Call it the NDP mullet platform: balanced business up front, capital spending in the back.

"One thing the NDP needs to do is mobilize its base. Give them something to be a bit excited about, get them out to campaign, to give money, to vote, said longtime NDP strategist Bill Tieleman.

"And there's enough here in this document, and then some, to say we're going to be progressive. We're going to do things that haven't been done for awhile."

Yes, this a populist platform, with infrastructure spending, rate freezes and fee elimination, broadly paid for by taking $700 million a year from the province's wealthiest people and businesses, along with individuals who own homes but don't pay taxes here. 

In a time of economic anxiety over rising inequality, that's the sort of thing that can resonate with a lot of people.

But is it forecasted accurately?

Aggressive projections

The platform, which outlines balanced budgets for the NDP's first three years in office if elected on May 9, pays for the $1.26 billion in new spending and fee reductions in 2018/19 mostly through the aforementioned tax increases, along with lowering the projected surplus forecast  by the B.C. Liberals from $244 million to $131 million. 

But the single biggest line item is $260 million for "Cleaning up B.C Liberal waste and growing the economy." 

The NDP says its $10 billion capital spending plan ($7 billion directly and $3 billion through partnerships), will create 96,000 jobs and spur economic growth above B.C. Liberal projections.

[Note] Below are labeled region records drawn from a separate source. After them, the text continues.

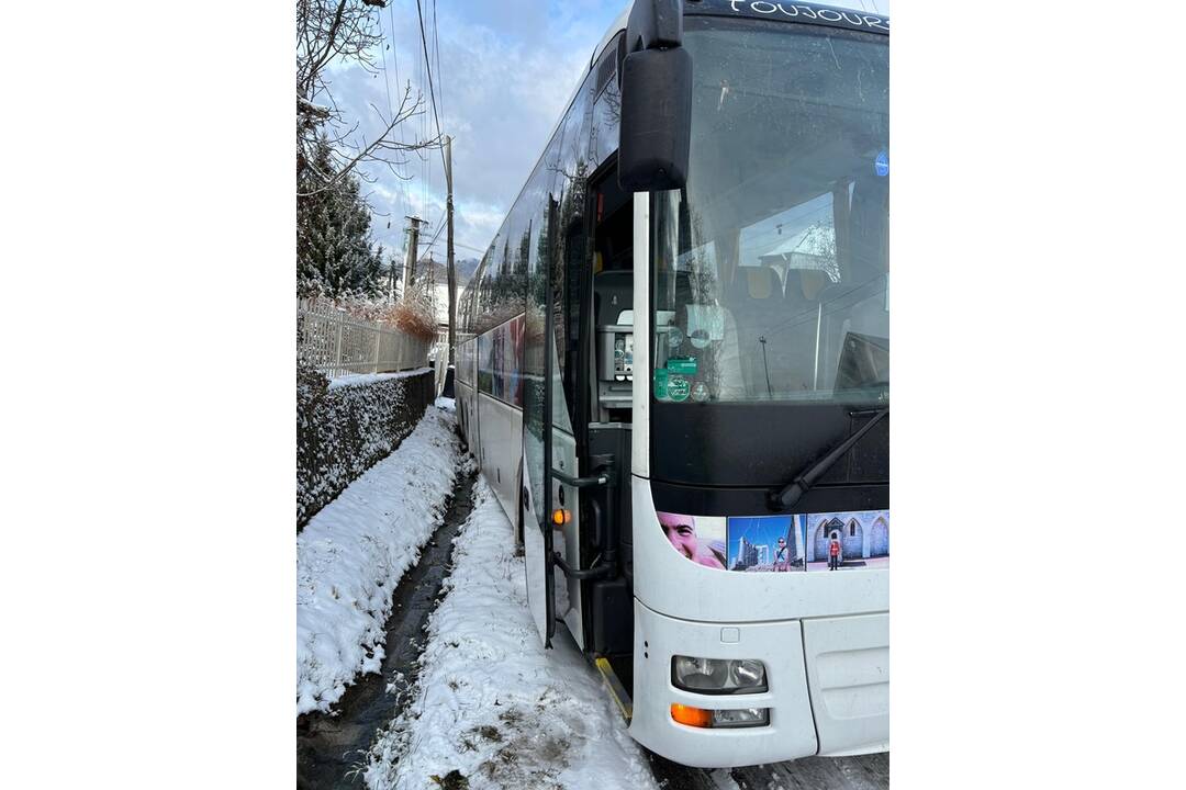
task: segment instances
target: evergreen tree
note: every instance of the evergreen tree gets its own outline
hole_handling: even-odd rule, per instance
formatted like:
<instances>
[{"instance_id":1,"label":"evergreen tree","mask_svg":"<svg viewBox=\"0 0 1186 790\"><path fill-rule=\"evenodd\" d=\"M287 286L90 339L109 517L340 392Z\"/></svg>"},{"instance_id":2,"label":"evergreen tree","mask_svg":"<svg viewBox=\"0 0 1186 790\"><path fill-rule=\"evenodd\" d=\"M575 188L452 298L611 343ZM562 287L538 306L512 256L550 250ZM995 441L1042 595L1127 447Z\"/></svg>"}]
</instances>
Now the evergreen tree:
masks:
<instances>
[{"instance_id":1,"label":"evergreen tree","mask_svg":"<svg viewBox=\"0 0 1186 790\"><path fill-rule=\"evenodd\" d=\"M330 143L318 142L296 179L296 285L300 294L376 295L383 290L383 249L371 249L370 211L356 178L331 185Z\"/></svg>"}]
</instances>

Helmut Pastrick, chief economist at Central 1 Credit Union, says it's not an outlandish forecast but it does require a lot of things to go right.

"It should result in a higher GDP growth rate — how much is debatable — something in the order of 0.5 per cent GDP per year in 2019 is a good guess. There are many moving parts in a forecast and estimation," he said. 

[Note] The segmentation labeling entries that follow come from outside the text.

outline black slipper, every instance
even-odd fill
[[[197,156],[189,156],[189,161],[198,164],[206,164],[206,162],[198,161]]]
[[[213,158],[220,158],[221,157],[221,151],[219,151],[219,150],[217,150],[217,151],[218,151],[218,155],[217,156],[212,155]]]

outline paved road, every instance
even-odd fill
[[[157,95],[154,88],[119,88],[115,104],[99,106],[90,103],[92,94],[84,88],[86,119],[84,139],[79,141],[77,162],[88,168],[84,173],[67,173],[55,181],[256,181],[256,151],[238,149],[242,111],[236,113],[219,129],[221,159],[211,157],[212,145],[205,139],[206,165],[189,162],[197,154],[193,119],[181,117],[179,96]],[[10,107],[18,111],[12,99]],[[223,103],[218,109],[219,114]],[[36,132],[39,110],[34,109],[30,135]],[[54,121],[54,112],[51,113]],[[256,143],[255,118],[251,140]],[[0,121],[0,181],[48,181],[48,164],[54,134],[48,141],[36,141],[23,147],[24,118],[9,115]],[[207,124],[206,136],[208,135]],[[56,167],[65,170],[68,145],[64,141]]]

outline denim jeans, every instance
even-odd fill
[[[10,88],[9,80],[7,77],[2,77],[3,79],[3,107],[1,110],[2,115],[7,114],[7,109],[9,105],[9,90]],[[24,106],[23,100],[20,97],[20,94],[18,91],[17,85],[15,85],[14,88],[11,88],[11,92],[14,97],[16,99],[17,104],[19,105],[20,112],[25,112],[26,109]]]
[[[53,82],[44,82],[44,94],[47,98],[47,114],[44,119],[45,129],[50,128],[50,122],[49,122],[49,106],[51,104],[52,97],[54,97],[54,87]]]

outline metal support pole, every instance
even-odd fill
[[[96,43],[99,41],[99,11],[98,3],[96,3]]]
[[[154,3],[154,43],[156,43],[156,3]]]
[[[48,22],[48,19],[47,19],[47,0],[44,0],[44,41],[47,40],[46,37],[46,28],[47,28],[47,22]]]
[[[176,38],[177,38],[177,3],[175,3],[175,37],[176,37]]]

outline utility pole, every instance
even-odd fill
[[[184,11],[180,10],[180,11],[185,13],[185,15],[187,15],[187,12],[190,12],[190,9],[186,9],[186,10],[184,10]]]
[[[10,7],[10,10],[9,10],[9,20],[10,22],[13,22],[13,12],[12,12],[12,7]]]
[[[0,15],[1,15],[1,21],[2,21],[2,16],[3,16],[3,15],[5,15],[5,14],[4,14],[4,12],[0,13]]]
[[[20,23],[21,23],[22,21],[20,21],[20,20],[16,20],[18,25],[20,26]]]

"The fiscal plan is tighter — smaller surpluses than in the B.C. Liberal budget ... should negative developments occur, a deficit would arise quickly — however government can and would make adjustments to these conditions." 

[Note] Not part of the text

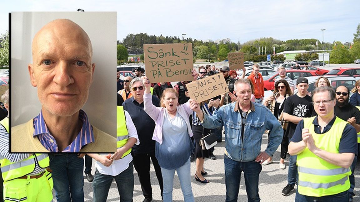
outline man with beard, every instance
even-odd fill
[[[348,88],[344,86],[340,86],[336,88],[336,105],[334,109],[335,115],[345,121],[347,121],[353,126],[356,132],[360,131],[360,111],[356,107],[349,102]],[[355,196],[354,188],[355,187],[355,178],[354,172],[356,165],[357,157],[355,156],[350,168],[351,174],[349,176],[350,179],[350,189],[349,197],[350,201],[352,201],[352,197]]]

There are also questions about what happens the year after the fiscal projections end. 

The NDP says it's paying for the elimination of the Port Mann and Golden Ears tolls through the already existing $500 million LNG prosperity fund the Liberals have created. When the fund runs out after three years, the party still has no plan for what would replace it. 

The $10 daily daycare is a 10-year plan that will cost $1.5 billion a year when fully implemented, but in year three, still ramping up, would cost the government $400 million. Once again, there's no detailed forecast for future costing.

Should they have promised a deficit?

"It's a little bit easier for the federal Liberal party, rather than a provincial NDP party of any province, to say we'll run a deficit," said Tieleman, who said the party was likely concerned with the optics, if it promised to go into the red.   

Still, the refusal to commit to any sort of deficit spending leaves more room for the Green Party to contrast itself as a bolder option — and one leader Andrew Weaver looks ready to take.

"There will probably be a small deficit in the first two years, but a surplus in years three and four," said Weaver of the party's platform, which will be fully revealed closer to the debate in two weeks time. 

He says the party will run a cumulative balanced budget over four years if elected, and portrayed the NDP platform as a potpourri of "cynical vote buys."

"What's missing is a vision. A vision of hope to actually put B.C. on the right track. Instead, it's all about epitomizing the anger they've developed over the last 16 years against the Liberals."

At least, that's the pitch Weaver will make at the televised leaders' debate to be held Apr. 26.

Until then, with all major promises by the three parties out in the open, it's posturing season.